The symplectic two-form annihilates tangent vectors (denoted $T_i$) of the submanifold $\gamma$, i.e., \begin{equation} \omega(T_1,T_2)=0. \end{equation}
The restriction of the two-form to the submanifold, $\gamma$ vanishes. \begin{equation} \omega|_{\gamma}=0. \end{equation}
Why are these two definitions equivalent, and does such an equivalence hold for any two-form?
The equivalence of these two properties has nothing to do with symplectic geometry.

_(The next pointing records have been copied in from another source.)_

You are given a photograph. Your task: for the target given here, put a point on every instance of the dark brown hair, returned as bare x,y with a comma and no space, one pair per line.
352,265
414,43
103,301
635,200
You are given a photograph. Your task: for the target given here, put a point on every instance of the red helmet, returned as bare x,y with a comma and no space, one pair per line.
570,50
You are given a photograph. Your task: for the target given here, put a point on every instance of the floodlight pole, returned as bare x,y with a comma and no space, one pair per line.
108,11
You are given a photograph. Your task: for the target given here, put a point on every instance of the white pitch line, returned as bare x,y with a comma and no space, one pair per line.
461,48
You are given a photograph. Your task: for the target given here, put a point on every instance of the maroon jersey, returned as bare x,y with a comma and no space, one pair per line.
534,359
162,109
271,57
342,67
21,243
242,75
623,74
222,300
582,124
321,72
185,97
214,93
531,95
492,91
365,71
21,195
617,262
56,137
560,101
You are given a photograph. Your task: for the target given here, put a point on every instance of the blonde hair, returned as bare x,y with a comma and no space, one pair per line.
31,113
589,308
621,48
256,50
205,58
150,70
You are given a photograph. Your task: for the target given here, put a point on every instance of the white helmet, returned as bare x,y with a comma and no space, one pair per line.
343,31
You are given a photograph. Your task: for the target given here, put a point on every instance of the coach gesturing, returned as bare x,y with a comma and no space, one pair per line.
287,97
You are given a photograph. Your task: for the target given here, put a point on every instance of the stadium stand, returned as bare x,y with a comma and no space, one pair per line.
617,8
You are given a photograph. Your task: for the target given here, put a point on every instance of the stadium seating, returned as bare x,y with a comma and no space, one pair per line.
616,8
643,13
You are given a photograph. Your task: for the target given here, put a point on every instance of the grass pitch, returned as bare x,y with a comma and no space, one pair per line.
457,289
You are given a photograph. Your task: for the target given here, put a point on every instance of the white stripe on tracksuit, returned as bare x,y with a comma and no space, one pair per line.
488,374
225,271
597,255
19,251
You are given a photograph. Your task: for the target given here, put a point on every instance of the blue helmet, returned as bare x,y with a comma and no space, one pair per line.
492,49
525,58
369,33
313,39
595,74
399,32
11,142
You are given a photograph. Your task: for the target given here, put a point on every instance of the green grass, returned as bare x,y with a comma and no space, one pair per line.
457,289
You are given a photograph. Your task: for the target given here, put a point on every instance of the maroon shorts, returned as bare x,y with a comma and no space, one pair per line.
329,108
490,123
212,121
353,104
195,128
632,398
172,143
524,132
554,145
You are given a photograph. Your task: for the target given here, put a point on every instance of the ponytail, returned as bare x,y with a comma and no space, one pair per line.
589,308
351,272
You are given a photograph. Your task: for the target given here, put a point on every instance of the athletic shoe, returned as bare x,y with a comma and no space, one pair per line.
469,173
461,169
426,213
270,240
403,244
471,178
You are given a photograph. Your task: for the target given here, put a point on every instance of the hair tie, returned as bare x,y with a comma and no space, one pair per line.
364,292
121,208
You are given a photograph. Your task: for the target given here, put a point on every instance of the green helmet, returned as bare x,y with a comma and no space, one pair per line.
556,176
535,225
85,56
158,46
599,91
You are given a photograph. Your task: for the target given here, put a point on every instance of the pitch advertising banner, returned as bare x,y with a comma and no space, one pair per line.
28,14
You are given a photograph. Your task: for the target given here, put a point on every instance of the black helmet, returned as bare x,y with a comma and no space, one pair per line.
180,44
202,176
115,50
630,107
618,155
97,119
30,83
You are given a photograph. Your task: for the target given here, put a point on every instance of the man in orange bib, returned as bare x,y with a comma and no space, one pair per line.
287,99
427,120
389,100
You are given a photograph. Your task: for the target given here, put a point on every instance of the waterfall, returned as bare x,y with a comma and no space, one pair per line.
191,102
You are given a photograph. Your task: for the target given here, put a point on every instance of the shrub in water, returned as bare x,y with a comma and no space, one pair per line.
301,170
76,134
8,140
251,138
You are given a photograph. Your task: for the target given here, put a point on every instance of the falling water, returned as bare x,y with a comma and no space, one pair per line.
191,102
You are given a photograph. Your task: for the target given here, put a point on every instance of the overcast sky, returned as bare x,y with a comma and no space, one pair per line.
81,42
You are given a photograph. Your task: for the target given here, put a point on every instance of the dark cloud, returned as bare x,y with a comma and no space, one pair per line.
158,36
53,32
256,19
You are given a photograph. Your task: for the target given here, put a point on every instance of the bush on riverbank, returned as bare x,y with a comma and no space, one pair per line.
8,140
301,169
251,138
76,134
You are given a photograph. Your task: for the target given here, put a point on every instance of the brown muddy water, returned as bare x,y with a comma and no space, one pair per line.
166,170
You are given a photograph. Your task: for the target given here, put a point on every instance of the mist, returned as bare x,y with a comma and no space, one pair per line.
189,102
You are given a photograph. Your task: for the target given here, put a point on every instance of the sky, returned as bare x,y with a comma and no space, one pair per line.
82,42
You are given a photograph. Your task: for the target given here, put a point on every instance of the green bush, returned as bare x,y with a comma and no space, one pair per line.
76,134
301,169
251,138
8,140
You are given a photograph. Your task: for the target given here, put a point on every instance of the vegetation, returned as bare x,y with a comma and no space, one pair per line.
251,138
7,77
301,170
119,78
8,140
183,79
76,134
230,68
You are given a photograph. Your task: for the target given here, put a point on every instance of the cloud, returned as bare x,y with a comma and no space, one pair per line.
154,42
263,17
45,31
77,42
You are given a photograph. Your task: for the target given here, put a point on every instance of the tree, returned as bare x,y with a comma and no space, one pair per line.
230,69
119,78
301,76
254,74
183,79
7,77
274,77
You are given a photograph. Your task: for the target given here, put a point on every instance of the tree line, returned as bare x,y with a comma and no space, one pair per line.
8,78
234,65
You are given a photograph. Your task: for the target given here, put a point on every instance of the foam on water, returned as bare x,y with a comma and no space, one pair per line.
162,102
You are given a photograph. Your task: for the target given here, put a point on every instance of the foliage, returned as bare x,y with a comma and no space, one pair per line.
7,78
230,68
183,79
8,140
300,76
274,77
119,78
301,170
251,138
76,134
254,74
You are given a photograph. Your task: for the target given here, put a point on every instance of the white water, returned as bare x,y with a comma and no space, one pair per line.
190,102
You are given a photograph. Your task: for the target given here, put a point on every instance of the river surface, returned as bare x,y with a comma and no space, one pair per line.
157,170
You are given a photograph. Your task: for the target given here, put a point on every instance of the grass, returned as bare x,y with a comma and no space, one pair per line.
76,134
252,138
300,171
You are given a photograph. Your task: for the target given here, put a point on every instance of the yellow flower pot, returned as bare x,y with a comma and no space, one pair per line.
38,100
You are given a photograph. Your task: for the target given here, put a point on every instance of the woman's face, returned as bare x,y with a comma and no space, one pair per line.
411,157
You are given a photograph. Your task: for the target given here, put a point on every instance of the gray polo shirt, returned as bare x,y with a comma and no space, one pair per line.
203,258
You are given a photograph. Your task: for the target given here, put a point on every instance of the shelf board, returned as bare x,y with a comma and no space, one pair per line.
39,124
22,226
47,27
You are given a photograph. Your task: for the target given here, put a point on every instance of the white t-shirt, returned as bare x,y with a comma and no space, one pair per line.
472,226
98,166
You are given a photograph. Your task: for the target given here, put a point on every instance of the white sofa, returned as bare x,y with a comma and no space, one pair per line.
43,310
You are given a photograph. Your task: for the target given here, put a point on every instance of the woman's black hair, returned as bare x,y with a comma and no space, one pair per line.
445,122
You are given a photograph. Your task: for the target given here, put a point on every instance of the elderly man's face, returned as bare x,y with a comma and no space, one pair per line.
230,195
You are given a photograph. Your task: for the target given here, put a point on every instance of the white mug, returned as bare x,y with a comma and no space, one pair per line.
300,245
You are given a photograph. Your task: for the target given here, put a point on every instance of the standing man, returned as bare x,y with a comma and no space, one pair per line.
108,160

Suppose $S$ is a submanifold of a manifold $M$, and let $i_S : S \to M$ be the inclusion. Then for any differential $k$-form $\alpha$ on $M$, the restriction of $\alpha$ to $S$, denoted $\alpha|_S$, is the by definition the $k$-form on $S$ given by $\alpha|_S := i_S^*\alpha$. Acting on vector fields $X_1, \dots, X_k$ on $S$, we have
$$(\alpha|_S)(X_1, \dots, X_k) = (i_S^*\alpha)(X_1, \dots, X_k) = \alpha((i_S)_*X_1, \dots, (i_S)_*X_k).$$
Note that $(i_S)_* = i_{TS}$ where $i_{TS} : TS \to TM$ is the inclusion map. So by identifying $X_j$ with its image in $TM$, we see that
$$(\alpha|_S)(X_1, \dots, X_k) = \alpha(X_1, \dots, X_k).$$
It follows that $\alpha|_S = 0$ if and only if $\alpha(X_1, \dots, X_k) = 0$ for all vector fields $X_1, \dots, X_k$ on $S$.